"Ô étrange Église Orthodoxe, si pauvre et si faible, qui se maintient comme par miracle à travers tant de vicissitudes et de luttes. Église de contrastes, à la fois si traditionnelle et si libre, si archaïque et si vivante, si ritualiste et si personnellement mystique.
Église où la perle de grand prix de l'Évangile est précieusement conservée, parfois sous une couche de poussière.

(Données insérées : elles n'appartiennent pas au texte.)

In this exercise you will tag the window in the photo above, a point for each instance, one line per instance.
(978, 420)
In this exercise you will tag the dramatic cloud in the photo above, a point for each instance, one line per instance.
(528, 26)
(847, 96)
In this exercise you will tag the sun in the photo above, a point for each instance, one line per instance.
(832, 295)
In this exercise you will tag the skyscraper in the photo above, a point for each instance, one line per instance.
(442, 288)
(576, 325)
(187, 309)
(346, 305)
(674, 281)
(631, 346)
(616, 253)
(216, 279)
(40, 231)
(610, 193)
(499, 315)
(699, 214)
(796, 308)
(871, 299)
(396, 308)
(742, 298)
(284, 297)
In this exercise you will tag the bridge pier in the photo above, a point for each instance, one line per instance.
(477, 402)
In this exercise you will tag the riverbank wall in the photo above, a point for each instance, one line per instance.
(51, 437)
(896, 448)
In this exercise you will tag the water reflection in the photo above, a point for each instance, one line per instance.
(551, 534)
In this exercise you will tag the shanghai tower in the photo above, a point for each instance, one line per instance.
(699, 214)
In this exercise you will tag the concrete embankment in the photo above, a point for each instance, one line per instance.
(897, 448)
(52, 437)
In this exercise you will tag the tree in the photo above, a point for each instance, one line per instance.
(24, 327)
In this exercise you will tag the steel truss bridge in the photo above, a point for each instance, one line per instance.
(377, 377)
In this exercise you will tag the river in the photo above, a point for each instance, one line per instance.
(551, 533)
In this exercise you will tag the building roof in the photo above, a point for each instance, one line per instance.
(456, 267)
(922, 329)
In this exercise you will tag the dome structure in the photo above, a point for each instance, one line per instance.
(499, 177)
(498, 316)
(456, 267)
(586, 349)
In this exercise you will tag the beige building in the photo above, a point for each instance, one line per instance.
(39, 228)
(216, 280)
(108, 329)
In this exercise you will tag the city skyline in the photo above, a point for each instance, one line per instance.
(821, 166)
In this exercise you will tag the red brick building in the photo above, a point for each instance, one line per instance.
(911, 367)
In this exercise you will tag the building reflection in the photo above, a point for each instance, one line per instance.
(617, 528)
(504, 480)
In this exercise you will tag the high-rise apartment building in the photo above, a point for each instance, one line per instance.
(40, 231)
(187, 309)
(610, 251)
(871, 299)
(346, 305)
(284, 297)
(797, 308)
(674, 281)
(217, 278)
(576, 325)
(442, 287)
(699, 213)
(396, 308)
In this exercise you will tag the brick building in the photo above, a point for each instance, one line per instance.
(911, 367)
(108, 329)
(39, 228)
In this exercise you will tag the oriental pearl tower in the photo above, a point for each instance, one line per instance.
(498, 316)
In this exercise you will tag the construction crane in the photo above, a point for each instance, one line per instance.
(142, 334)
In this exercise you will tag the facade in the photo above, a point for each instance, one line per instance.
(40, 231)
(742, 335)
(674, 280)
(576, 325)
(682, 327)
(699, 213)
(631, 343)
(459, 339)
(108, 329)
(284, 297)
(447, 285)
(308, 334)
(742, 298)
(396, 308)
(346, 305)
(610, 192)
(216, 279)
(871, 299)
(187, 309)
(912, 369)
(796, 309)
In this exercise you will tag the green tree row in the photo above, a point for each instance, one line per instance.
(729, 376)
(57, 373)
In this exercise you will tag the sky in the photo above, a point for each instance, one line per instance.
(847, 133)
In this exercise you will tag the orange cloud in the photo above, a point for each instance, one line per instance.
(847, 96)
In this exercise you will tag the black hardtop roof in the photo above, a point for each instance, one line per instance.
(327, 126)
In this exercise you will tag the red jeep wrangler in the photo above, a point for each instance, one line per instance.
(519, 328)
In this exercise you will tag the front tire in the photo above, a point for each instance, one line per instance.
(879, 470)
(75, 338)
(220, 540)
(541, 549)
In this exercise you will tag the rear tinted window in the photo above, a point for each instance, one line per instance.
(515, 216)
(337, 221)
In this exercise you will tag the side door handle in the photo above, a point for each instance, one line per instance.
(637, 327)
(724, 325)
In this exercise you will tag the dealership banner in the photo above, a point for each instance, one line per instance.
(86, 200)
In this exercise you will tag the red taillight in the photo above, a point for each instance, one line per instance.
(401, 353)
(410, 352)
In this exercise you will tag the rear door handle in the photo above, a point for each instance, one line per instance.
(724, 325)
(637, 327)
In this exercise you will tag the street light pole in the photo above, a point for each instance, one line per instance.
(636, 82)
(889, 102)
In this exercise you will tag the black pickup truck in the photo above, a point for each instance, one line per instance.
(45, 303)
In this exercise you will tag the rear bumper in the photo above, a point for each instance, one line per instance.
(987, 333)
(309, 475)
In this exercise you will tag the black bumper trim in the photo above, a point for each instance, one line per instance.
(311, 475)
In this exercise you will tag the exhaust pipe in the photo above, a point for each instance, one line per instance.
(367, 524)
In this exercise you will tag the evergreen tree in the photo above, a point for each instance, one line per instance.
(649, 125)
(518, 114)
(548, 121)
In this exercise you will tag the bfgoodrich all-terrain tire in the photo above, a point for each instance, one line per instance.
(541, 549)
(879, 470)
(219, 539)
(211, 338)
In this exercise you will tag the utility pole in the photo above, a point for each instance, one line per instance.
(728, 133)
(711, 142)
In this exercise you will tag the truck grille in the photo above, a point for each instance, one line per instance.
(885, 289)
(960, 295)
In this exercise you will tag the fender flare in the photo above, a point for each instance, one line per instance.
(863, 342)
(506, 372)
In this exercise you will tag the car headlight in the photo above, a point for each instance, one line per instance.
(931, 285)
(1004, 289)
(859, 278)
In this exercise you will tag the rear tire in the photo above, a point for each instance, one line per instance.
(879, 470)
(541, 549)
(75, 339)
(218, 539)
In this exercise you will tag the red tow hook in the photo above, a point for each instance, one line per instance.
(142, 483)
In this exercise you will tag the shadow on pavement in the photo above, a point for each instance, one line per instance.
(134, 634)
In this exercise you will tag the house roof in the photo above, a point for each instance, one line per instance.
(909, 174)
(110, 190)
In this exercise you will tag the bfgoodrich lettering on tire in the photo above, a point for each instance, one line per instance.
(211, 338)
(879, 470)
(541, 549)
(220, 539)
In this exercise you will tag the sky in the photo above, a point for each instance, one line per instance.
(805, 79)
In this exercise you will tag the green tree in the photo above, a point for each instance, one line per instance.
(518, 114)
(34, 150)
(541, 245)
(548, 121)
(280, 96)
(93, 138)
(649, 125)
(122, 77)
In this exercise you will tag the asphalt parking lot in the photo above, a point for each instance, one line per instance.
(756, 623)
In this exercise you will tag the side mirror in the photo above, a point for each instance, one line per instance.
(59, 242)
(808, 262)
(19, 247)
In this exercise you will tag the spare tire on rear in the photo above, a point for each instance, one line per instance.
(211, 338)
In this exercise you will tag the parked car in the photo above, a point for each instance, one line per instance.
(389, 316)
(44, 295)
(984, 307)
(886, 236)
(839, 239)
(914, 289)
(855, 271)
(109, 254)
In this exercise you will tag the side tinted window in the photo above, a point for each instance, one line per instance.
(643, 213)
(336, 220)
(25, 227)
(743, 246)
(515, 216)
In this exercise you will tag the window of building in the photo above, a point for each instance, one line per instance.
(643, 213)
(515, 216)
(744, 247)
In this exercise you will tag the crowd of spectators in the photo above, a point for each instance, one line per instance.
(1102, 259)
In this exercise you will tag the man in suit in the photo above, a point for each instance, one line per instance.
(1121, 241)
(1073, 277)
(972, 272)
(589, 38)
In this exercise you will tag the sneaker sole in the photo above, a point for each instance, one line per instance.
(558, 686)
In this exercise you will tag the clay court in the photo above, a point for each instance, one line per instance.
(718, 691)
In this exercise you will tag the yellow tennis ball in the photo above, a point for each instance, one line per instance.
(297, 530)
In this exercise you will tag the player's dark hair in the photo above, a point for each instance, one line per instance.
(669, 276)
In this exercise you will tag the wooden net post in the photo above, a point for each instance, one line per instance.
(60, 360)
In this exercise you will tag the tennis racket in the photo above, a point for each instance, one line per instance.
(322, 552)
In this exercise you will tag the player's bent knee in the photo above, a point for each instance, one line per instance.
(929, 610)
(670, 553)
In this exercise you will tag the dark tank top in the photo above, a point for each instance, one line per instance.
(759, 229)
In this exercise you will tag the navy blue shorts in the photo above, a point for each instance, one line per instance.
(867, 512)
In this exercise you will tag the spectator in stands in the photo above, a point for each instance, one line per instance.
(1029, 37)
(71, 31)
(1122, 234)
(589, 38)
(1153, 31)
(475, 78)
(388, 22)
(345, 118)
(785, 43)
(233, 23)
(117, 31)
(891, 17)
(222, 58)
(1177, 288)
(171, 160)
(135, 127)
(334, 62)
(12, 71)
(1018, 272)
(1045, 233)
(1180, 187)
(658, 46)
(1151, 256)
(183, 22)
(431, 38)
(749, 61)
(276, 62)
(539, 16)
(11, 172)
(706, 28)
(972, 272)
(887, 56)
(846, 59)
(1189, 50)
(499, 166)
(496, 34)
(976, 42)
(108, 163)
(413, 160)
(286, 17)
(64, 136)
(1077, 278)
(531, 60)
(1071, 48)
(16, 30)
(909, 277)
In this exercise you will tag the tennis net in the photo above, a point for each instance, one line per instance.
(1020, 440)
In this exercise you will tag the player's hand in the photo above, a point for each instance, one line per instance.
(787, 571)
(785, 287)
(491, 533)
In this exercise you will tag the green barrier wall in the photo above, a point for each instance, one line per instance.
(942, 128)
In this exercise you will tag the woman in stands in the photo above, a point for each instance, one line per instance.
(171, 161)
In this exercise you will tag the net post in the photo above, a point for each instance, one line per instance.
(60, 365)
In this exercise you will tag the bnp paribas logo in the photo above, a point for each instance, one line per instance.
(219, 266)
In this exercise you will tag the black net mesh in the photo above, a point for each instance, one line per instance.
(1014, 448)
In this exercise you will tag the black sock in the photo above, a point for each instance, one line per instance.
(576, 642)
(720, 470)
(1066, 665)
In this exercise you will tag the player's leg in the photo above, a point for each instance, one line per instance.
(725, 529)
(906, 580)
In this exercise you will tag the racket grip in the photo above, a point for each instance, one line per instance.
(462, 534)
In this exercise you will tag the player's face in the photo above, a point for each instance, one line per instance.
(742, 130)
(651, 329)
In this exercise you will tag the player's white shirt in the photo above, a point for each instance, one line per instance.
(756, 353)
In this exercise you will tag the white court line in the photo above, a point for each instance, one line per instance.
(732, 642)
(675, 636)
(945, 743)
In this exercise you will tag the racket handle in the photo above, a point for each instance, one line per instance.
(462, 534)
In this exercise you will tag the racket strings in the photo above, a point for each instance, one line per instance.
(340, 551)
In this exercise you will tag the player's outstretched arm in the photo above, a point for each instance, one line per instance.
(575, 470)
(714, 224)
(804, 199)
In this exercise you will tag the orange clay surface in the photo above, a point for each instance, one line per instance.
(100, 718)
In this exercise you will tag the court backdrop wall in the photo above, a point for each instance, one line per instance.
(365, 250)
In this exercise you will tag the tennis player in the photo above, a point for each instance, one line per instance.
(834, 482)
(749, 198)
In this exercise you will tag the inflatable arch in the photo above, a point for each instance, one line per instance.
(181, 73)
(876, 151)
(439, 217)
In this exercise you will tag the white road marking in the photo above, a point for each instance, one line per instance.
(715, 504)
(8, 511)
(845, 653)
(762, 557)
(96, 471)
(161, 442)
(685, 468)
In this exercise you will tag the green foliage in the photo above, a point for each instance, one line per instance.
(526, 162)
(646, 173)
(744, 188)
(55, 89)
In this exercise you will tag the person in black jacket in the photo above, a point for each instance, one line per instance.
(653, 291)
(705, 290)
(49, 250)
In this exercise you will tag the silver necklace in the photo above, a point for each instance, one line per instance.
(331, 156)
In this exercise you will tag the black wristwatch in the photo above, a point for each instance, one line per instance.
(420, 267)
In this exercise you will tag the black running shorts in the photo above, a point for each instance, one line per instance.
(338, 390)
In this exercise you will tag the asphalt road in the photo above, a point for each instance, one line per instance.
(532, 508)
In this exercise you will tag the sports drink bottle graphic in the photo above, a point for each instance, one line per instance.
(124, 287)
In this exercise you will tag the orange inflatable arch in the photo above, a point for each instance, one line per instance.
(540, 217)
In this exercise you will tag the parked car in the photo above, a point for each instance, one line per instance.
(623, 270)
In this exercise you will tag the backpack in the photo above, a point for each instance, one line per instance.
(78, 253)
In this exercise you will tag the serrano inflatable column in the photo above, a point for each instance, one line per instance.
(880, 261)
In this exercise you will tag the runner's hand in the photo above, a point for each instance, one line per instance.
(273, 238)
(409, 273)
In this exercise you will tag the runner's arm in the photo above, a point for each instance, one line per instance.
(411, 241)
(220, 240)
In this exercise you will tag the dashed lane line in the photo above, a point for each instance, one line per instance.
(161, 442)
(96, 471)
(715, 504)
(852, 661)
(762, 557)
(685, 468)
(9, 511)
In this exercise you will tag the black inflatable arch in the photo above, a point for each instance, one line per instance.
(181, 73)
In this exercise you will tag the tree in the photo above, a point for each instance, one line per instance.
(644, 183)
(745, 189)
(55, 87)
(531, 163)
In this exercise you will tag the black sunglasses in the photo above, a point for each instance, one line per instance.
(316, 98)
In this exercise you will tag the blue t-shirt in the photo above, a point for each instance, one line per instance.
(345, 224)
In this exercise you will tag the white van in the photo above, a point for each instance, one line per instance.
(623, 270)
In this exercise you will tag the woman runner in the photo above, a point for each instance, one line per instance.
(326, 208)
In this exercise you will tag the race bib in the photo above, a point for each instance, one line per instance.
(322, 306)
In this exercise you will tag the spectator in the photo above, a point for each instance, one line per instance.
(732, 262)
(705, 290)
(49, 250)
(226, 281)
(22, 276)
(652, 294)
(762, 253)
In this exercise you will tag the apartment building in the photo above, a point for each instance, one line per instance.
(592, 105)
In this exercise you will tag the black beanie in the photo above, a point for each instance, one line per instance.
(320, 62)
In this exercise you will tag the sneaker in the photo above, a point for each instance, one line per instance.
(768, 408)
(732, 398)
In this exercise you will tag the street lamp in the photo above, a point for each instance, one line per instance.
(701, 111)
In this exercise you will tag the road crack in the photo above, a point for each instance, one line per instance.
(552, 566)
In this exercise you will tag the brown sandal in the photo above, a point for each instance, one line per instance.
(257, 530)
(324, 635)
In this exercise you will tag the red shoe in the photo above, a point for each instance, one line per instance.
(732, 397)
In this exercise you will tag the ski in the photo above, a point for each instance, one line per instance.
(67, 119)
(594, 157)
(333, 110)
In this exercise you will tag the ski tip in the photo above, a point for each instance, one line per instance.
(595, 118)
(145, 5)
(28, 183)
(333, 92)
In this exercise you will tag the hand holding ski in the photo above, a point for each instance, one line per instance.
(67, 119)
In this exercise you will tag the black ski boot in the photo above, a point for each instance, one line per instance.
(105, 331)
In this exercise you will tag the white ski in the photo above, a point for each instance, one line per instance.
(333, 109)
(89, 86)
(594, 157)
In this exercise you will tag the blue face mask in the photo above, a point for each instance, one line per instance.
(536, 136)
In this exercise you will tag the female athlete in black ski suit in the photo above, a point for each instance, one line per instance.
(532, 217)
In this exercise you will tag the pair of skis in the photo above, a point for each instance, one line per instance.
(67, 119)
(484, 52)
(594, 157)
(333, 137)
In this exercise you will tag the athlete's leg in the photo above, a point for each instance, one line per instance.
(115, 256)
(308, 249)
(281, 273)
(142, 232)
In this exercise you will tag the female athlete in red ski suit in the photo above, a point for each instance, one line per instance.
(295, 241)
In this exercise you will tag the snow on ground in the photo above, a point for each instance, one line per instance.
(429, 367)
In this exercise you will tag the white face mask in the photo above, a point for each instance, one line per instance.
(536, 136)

Église qui souvent n'a pas su agir, mais qui sait chanter comme nulle autre la joie de Pâques."
P. Lev Gillet ("Un moine de l'Eglise d'Orient)

05 décembre 2017

Comment se confesser (Optina / Pélerin Russe 4/5)


Les 5 points de l'examen de sa conscience pour bien se préparer à la Confession

3. Je n'ai aucune foi religieuse.
Ni dans l'immortalité, ni dans l'Évangile. Si j'étais fermement persuadé sans aucun doute qu'au delà de la tombe se trouvent la vie éternelle et la récompense des actes de cette vite, j'y penserais continuellement. L'idée même d'immortalité m'emplirait de crainte et je mènerais cette vie-ci comme un étranger qui se préparer à rentrer dans son pays natal.
Au contraire, je ne pense même pas à l'éternité, et je considère la fin de cette vie sur terre comme la limite de mon existence. Cette secrète pensée naît en moi : "Qui sait ce qui survient au moment de la mort ?" Si je dis que je crois à l'immortalité, c'est une simple affirmation mentale et mon coeur est fort éloigné d'en avoir la ferme conviction. Ma conduite et mon souci constant de satisfaire la vie des sens en témoignent de toute évidence.
Si mon coeur avait foi dans le saint Évangile comme Parole de Dieu, je m'en préoccuperais continuellement, je l'étudierais, j'y trouverais mes délices et j'y attacherais mon attention avec une profonde ferveur. La sagesse, la grâce, l'amour y sont cachés. Je ferais jour et nuit ma joie de l'étude de la Loi de Dieu. En Lui serait ma nourriture, mon pain quotidien, et mon coeur garderait spontanément Ses Lois. Rien sur terre n'aurait assez de force pour m'en détourner.
Au contraire, si de temps à autre je lis ou entends la Parole de Dieu, ce n'est guère alors que par nécessité ou pour l'amour en soi de connaître. D'ailleurs, je n'y prête pas une très grande attention, et je la trouve morne et sans intérêt. Je parviens généralement à la fin de ma lecture sans aucun profit, toujours prêt à changer pour une lecture mondaine à laquelle je prends plus de plaisir et où je trouve des sujets nouveaux et intéressants.